Reno flood dangers pass; Sierra rain turned snow
RENO, Nev. (AP) — Residents of northern Nevada and the Sierra were relieved to be gathering up sand bags instead of flood debris Monday after a sudden shift in the weekend weather turned rain into snow, keeping rivers and streams largely within their banks in Reno, Sparks and Truckee, Calif.
Rescue crews searched for a homeless man in Reno who reportedly fell into the Truckee River off a limb Sunday night. They had no confirmed reports of any injuries or serious property damage.

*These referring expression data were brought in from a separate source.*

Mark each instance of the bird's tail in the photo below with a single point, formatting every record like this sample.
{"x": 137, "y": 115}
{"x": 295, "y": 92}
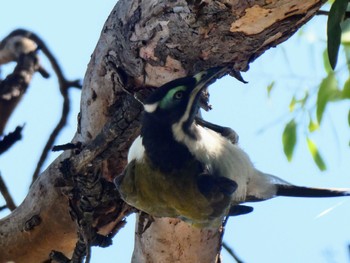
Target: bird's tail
{"x": 264, "y": 186}
{"x": 302, "y": 191}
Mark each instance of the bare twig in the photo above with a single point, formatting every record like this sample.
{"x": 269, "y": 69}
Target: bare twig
{"x": 15, "y": 85}
{"x": 10, "y": 204}
{"x": 64, "y": 85}
{"x": 231, "y": 252}
{"x": 326, "y": 13}
{"x": 10, "y": 139}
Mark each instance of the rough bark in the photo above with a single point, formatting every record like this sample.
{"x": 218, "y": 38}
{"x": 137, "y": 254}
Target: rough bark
{"x": 144, "y": 43}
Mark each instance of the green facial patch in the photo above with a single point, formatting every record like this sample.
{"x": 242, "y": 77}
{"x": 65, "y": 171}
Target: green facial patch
{"x": 168, "y": 101}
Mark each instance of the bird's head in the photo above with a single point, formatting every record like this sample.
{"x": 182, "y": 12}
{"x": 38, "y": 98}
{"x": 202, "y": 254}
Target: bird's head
{"x": 179, "y": 100}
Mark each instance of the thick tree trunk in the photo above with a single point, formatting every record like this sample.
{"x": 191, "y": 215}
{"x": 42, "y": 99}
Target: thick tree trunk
{"x": 144, "y": 43}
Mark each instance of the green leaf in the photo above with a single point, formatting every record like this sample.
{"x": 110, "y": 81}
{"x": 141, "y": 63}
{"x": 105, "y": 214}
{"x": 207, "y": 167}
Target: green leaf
{"x": 335, "y": 17}
{"x": 289, "y": 138}
{"x": 269, "y": 88}
{"x": 292, "y": 104}
{"x": 346, "y": 90}
{"x": 313, "y": 126}
{"x": 326, "y": 64}
{"x": 327, "y": 92}
{"x": 316, "y": 155}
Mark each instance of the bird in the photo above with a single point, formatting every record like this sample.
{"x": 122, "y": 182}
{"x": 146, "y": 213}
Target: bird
{"x": 184, "y": 168}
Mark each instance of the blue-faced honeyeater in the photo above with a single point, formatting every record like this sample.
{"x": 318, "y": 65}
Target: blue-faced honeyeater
{"x": 178, "y": 168}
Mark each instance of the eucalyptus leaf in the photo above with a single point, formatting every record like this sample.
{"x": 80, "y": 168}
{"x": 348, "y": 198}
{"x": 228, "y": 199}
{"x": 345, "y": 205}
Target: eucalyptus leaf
{"x": 316, "y": 155}
{"x": 289, "y": 139}
{"x": 335, "y": 17}
{"x": 327, "y": 92}
{"x": 346, "y": 90}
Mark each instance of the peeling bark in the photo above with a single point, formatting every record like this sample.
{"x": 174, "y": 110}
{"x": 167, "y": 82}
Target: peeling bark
{"x": 143, "y": 44}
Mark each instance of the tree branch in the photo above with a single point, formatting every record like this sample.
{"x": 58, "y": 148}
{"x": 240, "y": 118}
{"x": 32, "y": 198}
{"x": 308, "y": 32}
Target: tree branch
{"x": 10, "y": 204}
{"x": 10, "y": 139}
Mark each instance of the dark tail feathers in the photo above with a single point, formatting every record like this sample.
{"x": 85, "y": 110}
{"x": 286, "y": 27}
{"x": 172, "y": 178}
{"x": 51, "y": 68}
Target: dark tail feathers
{"x": 301, "y": 191}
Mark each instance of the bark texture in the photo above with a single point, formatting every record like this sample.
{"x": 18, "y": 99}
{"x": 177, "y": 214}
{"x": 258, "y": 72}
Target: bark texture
{"x": 143, "y": 44}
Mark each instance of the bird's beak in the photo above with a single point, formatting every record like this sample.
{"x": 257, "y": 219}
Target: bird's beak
{"x": 206, "y": 77}
{"x": 203, "y": 80}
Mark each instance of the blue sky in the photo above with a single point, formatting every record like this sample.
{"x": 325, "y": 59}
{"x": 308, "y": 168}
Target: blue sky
{"x": 279, "y": 230}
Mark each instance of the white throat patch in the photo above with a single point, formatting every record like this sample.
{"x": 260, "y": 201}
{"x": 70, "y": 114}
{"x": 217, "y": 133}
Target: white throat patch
{"x": 150, "y": 108}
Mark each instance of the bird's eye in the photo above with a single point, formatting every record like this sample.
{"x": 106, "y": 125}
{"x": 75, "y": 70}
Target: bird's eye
{"x": 178, "y": 95}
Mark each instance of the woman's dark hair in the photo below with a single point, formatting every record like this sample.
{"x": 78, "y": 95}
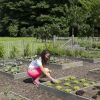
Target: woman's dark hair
{"x": 44, "y": 60}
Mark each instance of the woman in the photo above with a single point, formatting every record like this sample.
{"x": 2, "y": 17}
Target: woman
{"x": 37, "y": 68}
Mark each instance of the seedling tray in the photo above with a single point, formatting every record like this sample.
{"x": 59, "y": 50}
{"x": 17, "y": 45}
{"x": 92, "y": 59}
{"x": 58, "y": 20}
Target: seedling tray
{"x": 91, "y": 60}
{"x": 66, "y": 65}
{"x": 11, "y": 96}
{"x": 66, "y": 92}
{"x": 13, "y": 75}
{"x": 95, "y": 73}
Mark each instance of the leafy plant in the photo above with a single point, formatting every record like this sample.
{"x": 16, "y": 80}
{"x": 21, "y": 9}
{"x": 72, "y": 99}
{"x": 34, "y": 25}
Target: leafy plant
{"x": 27, "y": 51}
{"x": 1, "y": 51}
{"x": 14, "y": 52}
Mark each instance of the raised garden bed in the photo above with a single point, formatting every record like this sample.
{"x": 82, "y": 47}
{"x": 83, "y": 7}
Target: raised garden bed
{"x": 91, "y": 60}
{"x": 65, "y": 63}
{"x": 14, "y": 72}
{"x": 11, "y": 96}
{"x": 66, "y": 87}
{"x": 92, "y": 92}
{"x": 95, "y": 73}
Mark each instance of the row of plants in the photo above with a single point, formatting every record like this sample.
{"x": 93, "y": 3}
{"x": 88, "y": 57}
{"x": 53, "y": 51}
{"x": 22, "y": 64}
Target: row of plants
{"x": 88, "y": 43}
{"x": 30, "y": 49}
{"x": 70, "y": 84}
{"x": 14, "y": 69}
{"x": 57, "y": 51}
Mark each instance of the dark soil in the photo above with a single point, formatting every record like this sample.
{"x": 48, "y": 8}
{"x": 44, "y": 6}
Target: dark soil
{"x": 25, "y": 87}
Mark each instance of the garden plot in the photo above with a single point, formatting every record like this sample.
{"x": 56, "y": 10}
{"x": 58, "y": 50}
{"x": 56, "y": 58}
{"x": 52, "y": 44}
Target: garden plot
{"x": 11, "y": 96}
{"x": 14, "y": 72}
{"x": 91, "y": 60}
{"x": 92, "y": 92}
{"x": 66, "y": 87}
{"x": 94, "y": 73}
{"x": 65, "y": 63}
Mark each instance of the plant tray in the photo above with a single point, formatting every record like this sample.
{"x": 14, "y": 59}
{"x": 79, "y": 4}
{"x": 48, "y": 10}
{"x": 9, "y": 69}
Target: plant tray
{"x": 95, "y": 73}
{"x": 66, "y": 65}
{"x": 11, "y": 96}
{"x": 92, "y": 92}
{"x": 66, "y": 92}
{"x": 91, "y": 60}
{"x": 15, "y": 76}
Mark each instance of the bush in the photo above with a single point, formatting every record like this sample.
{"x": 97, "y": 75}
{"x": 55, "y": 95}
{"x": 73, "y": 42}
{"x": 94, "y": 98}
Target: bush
{"x": 14, "y": 52}
{"x": 1, "y": 51}
{"x": 27, "y": 51}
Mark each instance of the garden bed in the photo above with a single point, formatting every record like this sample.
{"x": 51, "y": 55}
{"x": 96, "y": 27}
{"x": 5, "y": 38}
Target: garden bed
{"x": 14, "y": 72}
{"x": 64, "y": 64}
{"x": 11, "y": 96}
{"x": 66, "y": 87}
{"x": 91, "y": 60}
{"x": 92, "y": 92}
{"x": 95, "y": 73}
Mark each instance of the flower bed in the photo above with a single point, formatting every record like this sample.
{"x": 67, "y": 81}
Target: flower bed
{"x": 95, "y": 73}
{"x": 14, "y": 72}
{"x": 11, "y": 96}
{"x": 66, "y": 87}
{"x": 64, "y": 64}
{"x": 91, "y": 60}
{"x": 92, "y": 92}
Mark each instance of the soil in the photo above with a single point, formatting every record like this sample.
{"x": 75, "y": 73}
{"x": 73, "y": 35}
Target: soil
{"x": 26, "y": 88}
{"x": 93, "y": 95}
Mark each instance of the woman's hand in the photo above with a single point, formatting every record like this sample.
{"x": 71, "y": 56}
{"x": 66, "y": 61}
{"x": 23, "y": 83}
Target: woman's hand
{"x": 53, "y": 81}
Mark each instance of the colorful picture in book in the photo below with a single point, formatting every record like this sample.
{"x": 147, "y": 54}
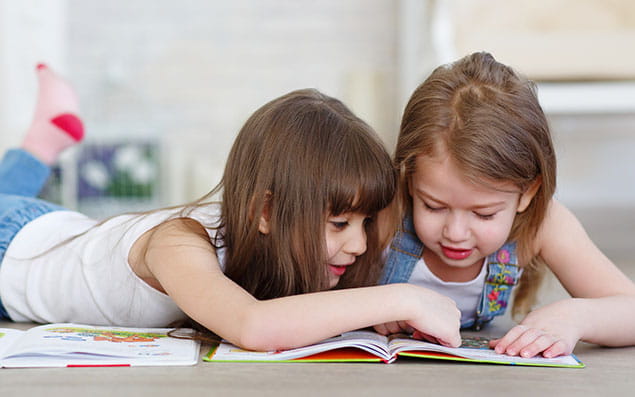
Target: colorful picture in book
{"x": 83, "y": 334}
{"x": 475, "y": 342}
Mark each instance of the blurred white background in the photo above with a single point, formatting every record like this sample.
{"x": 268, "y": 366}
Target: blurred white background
{"x": 186, "y": 74}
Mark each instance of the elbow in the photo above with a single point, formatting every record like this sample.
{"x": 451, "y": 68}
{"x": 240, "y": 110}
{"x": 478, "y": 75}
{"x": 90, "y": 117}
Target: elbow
{"x": 259, "y": 332}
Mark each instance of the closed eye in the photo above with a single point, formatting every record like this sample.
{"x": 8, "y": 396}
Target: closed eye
{"x": 339, "y": 225}
{"x": 485, "y": 216}
{"x": 432, "y": 208}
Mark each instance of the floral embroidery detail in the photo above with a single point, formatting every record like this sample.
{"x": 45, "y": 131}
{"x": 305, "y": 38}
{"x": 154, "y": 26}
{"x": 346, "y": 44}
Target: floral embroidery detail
{"x": 496, "y": 300}
{"x": 503, "y": 256}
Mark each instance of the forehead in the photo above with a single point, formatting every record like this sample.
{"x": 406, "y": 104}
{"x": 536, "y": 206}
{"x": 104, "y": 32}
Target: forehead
{"x": 439, "y": 178}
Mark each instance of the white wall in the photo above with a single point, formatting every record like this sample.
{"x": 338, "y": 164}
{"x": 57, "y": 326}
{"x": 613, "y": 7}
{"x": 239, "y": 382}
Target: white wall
{"x": 191, "y": 72}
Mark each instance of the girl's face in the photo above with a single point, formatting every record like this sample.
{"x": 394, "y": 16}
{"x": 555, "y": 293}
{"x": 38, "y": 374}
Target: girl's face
{"x": 458, "y": 221}
{"x": 345, "y": 236}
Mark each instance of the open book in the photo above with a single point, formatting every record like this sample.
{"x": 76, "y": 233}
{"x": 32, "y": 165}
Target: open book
{"x": 368, "y": 346}
{"x": 70, "y": 345}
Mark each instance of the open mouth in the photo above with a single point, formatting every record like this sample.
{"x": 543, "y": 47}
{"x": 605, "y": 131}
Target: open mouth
{"x": 456, "y": 254}
{"x": 337, "y": 269}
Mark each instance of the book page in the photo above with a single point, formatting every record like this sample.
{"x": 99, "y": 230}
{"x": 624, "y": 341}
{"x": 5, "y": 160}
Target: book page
{"x": 365, "y": 340}
{"x": 69, "y": 344}
{"x": 8, "y": 337}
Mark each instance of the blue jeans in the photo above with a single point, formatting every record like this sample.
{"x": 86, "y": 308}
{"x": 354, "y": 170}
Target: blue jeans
{"x": 22, "y": 176}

More rain was forecast to move into the Sierra on Tuesday night and Wednesday, but precipitation on the eastern side of the Sierra front was expected to total only a few inches, significantly less than last week's storm that brought more than 6 inches to Truckee and nearly 4 inches in south Reno.
Businesses owners had braced for the worst and piled hundreds of sand bags along the Truckee River in anticipation of flooding over the weekend, especially in the industrial areas of east Reno and Sparks that were hardest hit by 1997 flood.
"We were lucky," Sparks Assistant City Manager Steve Driscoll said.
"We dodged a bullet," added Gary Barbato, a National Weather Service hydrologist in Reno.
The danger passed Sunday afternoon as the colder weather brought the snow level down in the mountains and river flows peaked well below flood level in east Sparks.
"Just when we were expecting the heaviest rain, it turned to snow," Squaw Valley Fire Chief Peter Bansen said.